Click Verify to test the connection. Coolify sends a test request to the bucket. Two common errors at this stage: InvalidLocationConstraint means the region doesn’t match the bucket’s actual region — check it in the bucket’s Configuration tab. AccessDenied means the IAM permissions from the previous step weren’t applied correctly.

Configuring Backup Schedule and Retention

Once the S3 storage is verified, go to the target database in Coolify, open the Backups tab, and enable S3 Enabled. Select the storage created in the previous step.

The schedule uses cron expressions. Two practical options:

• 0 2 * * * — daily at 2:00 AM. Sufficient for a blog or low-traffic application.
• 0 */6 * * * — every 6 hours. Appropriate for production workloads where 6 hours of data loss is unacceptable.

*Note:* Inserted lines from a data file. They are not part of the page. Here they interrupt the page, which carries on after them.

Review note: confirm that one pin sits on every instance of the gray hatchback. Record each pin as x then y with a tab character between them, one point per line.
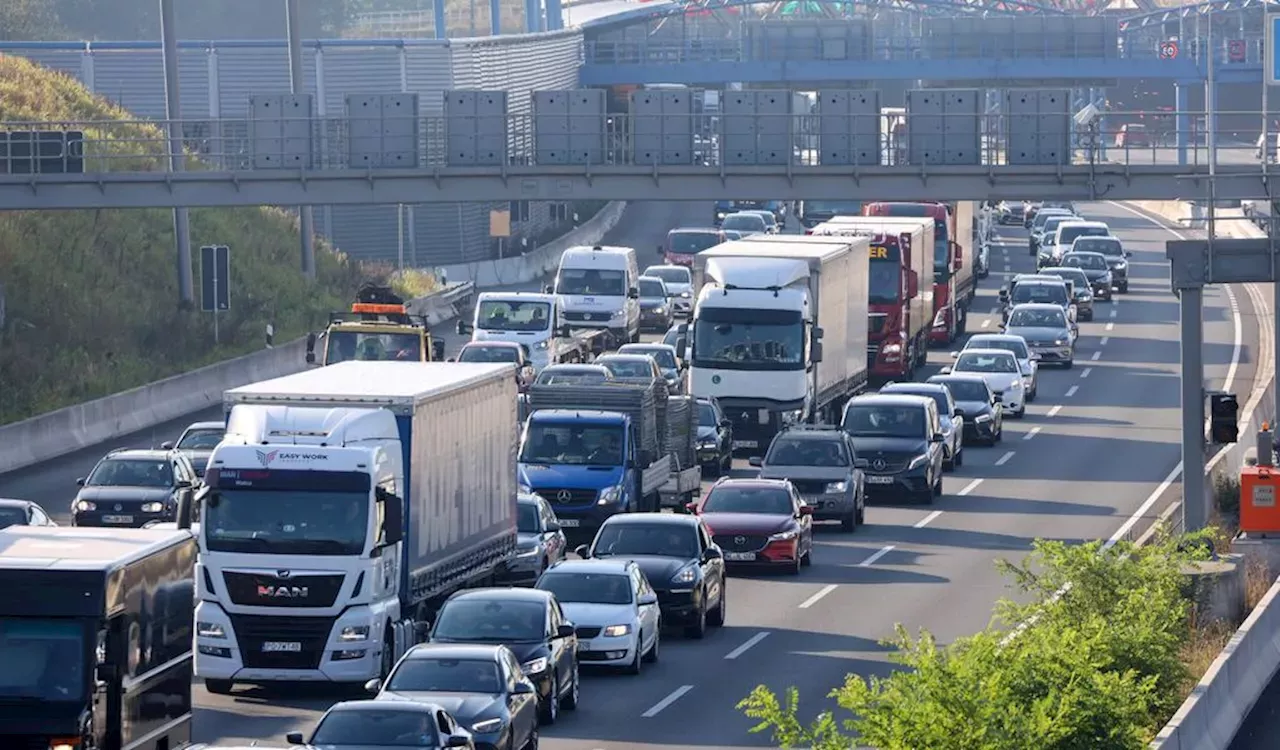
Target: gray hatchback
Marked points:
821	463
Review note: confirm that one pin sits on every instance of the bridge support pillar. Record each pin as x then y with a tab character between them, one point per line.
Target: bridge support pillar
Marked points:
1183	120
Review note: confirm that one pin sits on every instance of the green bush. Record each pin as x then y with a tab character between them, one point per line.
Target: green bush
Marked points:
1095	668
91	296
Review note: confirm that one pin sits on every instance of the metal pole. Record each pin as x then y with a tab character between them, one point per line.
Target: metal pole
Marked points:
177	158
1194	511
306	220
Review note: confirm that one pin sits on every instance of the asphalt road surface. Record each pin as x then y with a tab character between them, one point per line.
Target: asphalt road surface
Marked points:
1092	453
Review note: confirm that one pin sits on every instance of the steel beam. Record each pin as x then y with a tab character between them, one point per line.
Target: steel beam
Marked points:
626	183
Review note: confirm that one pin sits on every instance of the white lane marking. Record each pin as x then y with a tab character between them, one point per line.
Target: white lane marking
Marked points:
927	520
874	557
817	597
675	695
749	643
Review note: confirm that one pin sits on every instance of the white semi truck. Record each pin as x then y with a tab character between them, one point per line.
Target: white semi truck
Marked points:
342	507
780	330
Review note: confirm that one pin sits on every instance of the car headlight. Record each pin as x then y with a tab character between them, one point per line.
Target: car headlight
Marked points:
535	666
487	727
210	630
353	632
686	575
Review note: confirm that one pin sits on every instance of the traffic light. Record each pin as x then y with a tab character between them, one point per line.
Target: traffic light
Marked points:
1223	414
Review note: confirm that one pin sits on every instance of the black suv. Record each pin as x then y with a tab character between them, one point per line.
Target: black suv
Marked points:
133	488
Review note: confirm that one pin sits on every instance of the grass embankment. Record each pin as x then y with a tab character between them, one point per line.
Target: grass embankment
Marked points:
91	296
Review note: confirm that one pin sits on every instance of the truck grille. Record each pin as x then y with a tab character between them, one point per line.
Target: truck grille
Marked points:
310	632
268	590
740	542
568	497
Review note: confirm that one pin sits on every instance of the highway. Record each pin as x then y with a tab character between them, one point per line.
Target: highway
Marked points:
1097	448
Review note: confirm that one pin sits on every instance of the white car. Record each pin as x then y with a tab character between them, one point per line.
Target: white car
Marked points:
613	608
1027	361
999	367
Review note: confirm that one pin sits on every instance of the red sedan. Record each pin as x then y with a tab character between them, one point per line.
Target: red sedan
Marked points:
759	522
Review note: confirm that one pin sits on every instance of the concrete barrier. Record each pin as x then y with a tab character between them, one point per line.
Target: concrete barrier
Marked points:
542	261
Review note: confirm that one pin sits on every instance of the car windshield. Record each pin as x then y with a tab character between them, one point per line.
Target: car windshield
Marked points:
865	420
572	444
376	728
428	675
984	362
489	355
132	472
528	518
968	390
588	588
492	620
807	452
201	439
650	539
1091	263
503	315
346	346
604	283
691	243
44	659
744	223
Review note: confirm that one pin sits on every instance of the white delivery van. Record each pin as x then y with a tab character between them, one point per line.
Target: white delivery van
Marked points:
598	287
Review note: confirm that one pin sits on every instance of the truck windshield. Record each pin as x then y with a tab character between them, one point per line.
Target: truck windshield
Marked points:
749	339
590	282
287	521
346	346
496	315
572	444
44	659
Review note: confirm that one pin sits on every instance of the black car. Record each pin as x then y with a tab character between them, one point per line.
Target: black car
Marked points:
900	444
529	622
677	554
131	489
368	725
714	438
983	416
480	686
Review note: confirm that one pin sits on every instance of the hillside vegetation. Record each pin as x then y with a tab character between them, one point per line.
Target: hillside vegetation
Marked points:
91	296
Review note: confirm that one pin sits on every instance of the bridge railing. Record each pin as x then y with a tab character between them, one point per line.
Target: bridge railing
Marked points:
758	138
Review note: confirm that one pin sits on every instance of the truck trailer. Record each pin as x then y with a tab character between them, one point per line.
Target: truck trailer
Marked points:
96	638
343	506
780	330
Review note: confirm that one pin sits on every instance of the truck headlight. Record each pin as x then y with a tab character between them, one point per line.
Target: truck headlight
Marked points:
353	632
210	630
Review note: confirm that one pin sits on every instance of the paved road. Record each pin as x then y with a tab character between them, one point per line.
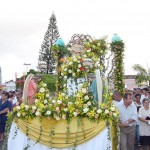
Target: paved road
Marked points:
136	148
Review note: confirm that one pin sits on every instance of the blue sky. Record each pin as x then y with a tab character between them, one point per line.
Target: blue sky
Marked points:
23	24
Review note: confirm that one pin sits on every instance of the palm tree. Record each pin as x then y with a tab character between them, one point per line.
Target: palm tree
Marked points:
143	75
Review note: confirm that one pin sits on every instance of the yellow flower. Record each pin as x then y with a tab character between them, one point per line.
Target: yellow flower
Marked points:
22	105
91	113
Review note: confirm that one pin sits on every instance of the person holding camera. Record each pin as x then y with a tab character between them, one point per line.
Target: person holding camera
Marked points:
144	128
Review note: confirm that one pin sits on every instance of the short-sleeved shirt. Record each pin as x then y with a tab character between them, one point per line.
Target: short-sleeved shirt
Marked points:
6	104
128	113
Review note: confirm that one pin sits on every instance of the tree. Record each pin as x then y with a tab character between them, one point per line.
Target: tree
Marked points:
143	75
46	53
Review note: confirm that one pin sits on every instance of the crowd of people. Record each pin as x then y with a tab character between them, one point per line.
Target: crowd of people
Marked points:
134	108
8	100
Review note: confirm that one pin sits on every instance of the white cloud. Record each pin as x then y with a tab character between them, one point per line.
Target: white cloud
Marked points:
24	22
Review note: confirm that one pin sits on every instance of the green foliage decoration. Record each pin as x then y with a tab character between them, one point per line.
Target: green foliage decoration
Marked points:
117	48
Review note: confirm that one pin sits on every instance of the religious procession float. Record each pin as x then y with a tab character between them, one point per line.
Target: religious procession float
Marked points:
80	115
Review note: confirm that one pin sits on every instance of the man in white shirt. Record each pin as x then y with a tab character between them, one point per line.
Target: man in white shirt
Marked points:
117	98
128	118
145	94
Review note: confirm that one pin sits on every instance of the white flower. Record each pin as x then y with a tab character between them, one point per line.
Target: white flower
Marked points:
53	101
37	113
88	103
114	114
57	108
47	95
18	107
65	109
59	101
75	59
89	50
44	84
78	70
63	94
84	90
34	107
36	100
42	90
85	106
70	71
86	97
75	114
48	112
79	66
69	103
65	77
86	110
106	111
23	114
99	111
73	74
57	118
84	56
45	101
65	69
26	106
64	117
18	114
112	108
99	44
70	63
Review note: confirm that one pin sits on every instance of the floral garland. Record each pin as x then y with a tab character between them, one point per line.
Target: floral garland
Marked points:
98	49
117	48
64	107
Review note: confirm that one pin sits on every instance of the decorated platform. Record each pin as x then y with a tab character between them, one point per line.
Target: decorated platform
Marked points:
80	114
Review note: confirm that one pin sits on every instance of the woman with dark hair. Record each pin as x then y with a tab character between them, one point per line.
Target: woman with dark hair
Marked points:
5	106
144	117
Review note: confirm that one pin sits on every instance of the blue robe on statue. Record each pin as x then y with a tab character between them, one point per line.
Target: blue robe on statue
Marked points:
93	89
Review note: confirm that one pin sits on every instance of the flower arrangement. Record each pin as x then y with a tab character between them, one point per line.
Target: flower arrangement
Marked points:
97	50
65	107
117	48
74	67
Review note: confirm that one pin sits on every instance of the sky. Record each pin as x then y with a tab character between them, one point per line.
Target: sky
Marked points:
23	24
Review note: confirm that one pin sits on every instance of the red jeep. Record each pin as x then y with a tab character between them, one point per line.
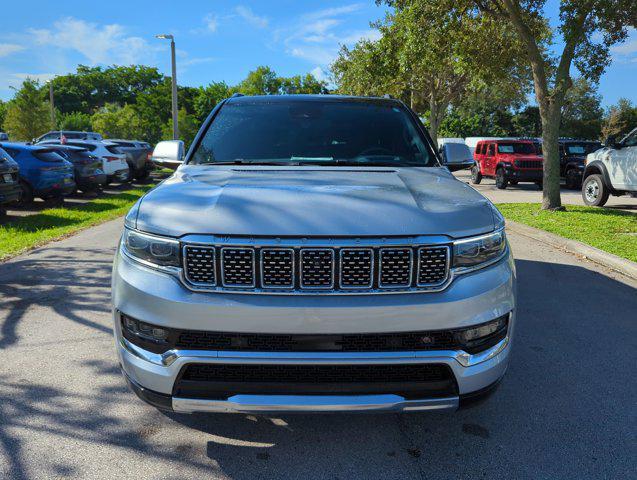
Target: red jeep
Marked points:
508	161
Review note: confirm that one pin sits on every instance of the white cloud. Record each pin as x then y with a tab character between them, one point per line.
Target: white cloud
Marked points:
252	18
7	49
212	22
100	44
626	52
320	74
317	36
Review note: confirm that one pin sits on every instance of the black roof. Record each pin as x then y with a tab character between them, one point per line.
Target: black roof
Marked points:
269	99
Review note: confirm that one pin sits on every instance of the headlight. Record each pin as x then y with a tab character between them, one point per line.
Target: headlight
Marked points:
473	252
149	248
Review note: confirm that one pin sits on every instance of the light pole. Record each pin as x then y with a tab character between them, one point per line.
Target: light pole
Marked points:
174	95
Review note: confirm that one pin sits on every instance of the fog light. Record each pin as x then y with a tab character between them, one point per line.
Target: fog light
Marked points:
144	330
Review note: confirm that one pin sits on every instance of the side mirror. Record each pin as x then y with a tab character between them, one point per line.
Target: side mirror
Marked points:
611	141
169	154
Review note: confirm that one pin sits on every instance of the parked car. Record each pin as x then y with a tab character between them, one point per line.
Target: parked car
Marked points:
87	168
508	161
456	156
611	170
9	181
137	156
68	135
43	173
573	160
312	254
113	162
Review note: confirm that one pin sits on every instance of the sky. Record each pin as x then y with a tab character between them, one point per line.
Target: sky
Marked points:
216	39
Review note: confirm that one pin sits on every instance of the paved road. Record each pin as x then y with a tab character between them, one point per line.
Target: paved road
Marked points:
565	410
529	193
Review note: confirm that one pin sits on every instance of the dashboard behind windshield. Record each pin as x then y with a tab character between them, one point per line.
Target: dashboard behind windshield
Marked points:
314	132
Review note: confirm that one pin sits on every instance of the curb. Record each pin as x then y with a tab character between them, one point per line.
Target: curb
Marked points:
621	265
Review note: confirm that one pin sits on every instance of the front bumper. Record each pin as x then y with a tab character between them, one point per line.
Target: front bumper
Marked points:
160	299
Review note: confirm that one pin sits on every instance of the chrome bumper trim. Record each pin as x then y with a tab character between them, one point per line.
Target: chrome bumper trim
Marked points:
168	358
312	403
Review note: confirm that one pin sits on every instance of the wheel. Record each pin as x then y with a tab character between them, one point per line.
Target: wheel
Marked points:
26	197
500	179
142	175
594	192
573	181
476	176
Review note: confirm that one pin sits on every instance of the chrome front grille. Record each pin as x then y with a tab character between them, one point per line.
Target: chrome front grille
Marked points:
277	268
396	267
317	268
237	267
291	268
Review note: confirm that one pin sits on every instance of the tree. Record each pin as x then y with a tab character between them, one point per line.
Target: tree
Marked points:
114	121
74	121
3	114
620	119
588	29
27	114
262	81
208	97
582	111
188	127
431	54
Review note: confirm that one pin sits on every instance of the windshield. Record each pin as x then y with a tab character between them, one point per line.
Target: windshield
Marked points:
313	132
582	148
525	148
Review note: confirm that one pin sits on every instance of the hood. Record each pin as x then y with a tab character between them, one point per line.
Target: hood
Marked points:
314	201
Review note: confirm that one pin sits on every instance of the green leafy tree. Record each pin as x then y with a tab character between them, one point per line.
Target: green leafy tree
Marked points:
261	81
114	121
3	114
27	114
209	96
588	28
74	121
188	127
582	111
620	119
431	54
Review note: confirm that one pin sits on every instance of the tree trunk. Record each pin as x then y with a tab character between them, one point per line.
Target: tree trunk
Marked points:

The Save backups parameter controls retention count. For a personal blog, 7–14 daily backups is a reasonable balance. Each 20 MB PostgreSQL backup on Nearline storage costs approximately $0.0002, so 30 retained copies cost under $0.01/month. The real cost driver is not storage — it’s the operations. Each backup cycle involves one write and one delete (for rotation), priced at $0.005 per 10,000 operations on Nearline. At one backup per day, that’s $0.000015/month in operation costs.

Troubleshooting Common Errors

AccessDenied during verification — the Google account tied to the HMAC key lacks permissions on the bucket. Confirm that Storage Object Admin is assigned to the exact email used when creating the key. Propagation takes up to 60 seconds; retry after a minute.

InvalidLocationConstraint — the region in Coolify doesn’t match the bucket’s region. Check the exact value in Bucket ? Configuration ? Location. Multi-region buckets (EU, US) work too, but the region field in Coolify must match exactly — enter EU or US, not a sub-region.

Backups succeed locally but don’t appear in S3 — verify that S3 Enabled is toggled on and the correct storage is selected. Coolify stores local backup copies separately from S3 uploads. A successful local backup does not guarantee a successful cloud upload. Check the backup logs in Coolify for S3 transfer status.

The Bottom Line

Google Cloud Storage works as a drop-in S3 backend for Coolify backups with no extra tools or middleware. The setup takes about 10 minutes and requires only a bucket, HMAC keys, and a single IAM permission. For a self-hosted blog or side project, the ongoing cost is under $0.05/month — and the $300 new-account credit covers that for years. The main advantage over AWS S3 isn’t the storage price (they’re nearly identical) — it’s the free credit and slightly cheaper infrequent-access tier. For anyone already running Coolify, adding GCS as a backup destination is the lowest-effort path to offsite database protection.